Today America trains the same number of physicians as it did in the late 1970s, and would likely train them regardless of immigration levels. However, during this period the percentage of second-generation immigrants enrolled in medical schools has increased dramatically. Therefore, it is questionable whether these second-generation immigrants are actually growing the economy, or are simply displacing American students who would otherwise enter medical school—and I say this as a second-generation immigrant myself.

Regardless, studies conducted in other countries have been much more clear-cut.

A recent one by Denmark’s Ministry of Finance found that immigrants, particularly those from beyond Europe, were a net drain on the nation’s economy. In fact, non-European immigrants and their descendants consumed 59 percent of the tax surplus collected from native Danes.

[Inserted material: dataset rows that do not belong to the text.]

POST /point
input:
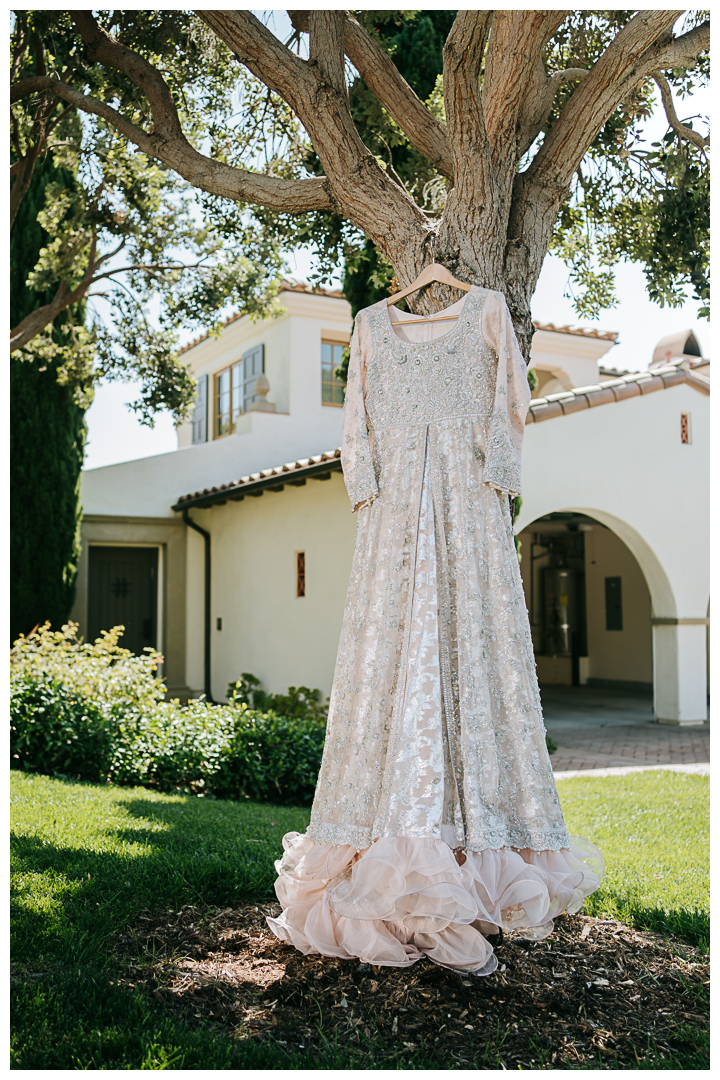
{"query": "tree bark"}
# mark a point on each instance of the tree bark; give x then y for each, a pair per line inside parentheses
(498, 223)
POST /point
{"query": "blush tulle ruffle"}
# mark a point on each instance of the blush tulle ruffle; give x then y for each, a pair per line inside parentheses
(405, 898)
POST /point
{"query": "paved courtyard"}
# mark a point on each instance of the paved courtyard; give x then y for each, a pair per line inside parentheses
(601, 728)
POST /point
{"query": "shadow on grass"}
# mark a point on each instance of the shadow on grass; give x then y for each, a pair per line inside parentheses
(67, 900)
(78, 1018)
(688, 926)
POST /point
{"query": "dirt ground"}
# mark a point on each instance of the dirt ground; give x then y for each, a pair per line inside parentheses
(597, 994)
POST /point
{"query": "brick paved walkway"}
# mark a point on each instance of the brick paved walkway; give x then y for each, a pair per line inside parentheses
(630, 744)
(607, 728)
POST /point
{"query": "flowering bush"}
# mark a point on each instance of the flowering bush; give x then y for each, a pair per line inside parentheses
(95, 711)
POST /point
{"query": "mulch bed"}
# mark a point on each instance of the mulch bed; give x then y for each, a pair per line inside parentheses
(596, 994)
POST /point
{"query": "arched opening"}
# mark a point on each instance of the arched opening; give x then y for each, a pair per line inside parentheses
(591, 615)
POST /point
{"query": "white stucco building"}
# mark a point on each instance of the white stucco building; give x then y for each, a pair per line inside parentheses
(232, 553)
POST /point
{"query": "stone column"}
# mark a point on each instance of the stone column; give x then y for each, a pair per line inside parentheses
(680, 670)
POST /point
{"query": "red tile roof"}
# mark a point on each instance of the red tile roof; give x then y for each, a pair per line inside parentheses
(602, 335)
(285, 286)
(541, 408)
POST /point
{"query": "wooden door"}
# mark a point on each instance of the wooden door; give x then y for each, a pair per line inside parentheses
(123, 590)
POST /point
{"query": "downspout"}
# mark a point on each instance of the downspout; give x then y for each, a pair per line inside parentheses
(206, 537)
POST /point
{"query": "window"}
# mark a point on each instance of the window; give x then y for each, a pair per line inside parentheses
(300, 574)
(613, 603)
(234, 390)
(334, 389)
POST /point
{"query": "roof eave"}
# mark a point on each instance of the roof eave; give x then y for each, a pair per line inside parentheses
(235, 493)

This is not surprising, since some 84 percent of all welfare recipients in Denmark were immigrants, or their descendants. The bottom line: immigration is a net burden on Denmark.

Another comprehensive study by the Fraser Institute found that immigration costs Canadian taxpayers some $24 billion per year—and this was using data from nearly a decade ago. The number has since increased significantly, as Canada has one of the highest immigration rates, adjusted for population, of any Western nation. The details are not worth delving into, but suffice it to say that this simply adds more evidence atop the mounting heap.

A final study worth mentioning comes out of the UK, and was conducted by the University College of London. The report found the value of immigration to the economy was contingent upon the immigrants’ country of origin. This may not be politically correct (no fact is), but it conforms to the data from Denmark. The study looked at the labor government’s mass immigration push between 1995 and 2011. Researchers found that immigrants from the European Economic Area made a small, but positive net contribution to the British economy of £4.4 billion (roughly $5.7 billion) during the period. However, during the same period non-European immigrants (primarily from South Asia, the Middle East, and Africa) cost the British economy a net £120 billion (around $157.6 billion). Essentially, the type of immigrant matters.

Taken together, the studies prove the theoretical point: immigration does not cause economic growth. At best, mass immigration is a relatively benign force, while at worst it is devastatingly expensive.

Why the RAISE Act Would Benefit America’s Economy
The RAISE Act would benefit America’s economy in at least two ways. First, the legislation would reduce the overall level of immigration significantly. Second, it would better-calibrate the type of immigrant coming to the United States.

Reducing the overall level of immigration is important because America’s economy does not need additional labor: the labor market is already over-saturated as it is. Real unemployment remains high and there is no sense exacerbating the problem. Furthermore, fewer immigrants would help improve working conditions and wages for U.S. citizens. This has already begun in a few locations (albeit for different reasons)—the logic is sound and empirically valid.

And, of course, fewer low-skilled immigrants means fewer people on welfare.

The RAISE Act also ensures that America gets high-quality, skilled immigrants, by prioritizing people with particular skills. These are the type of immigrants who are most likely to help expand the economy in the long run—immigrants that U.S. policy should have been targeting for decades.

All things considered, the RAISE Act may be precisely what the United States needs. If President Trump were to sign the RAISE Act and do nothing else, he would have done more for America than any president since Dwight Eisenhower.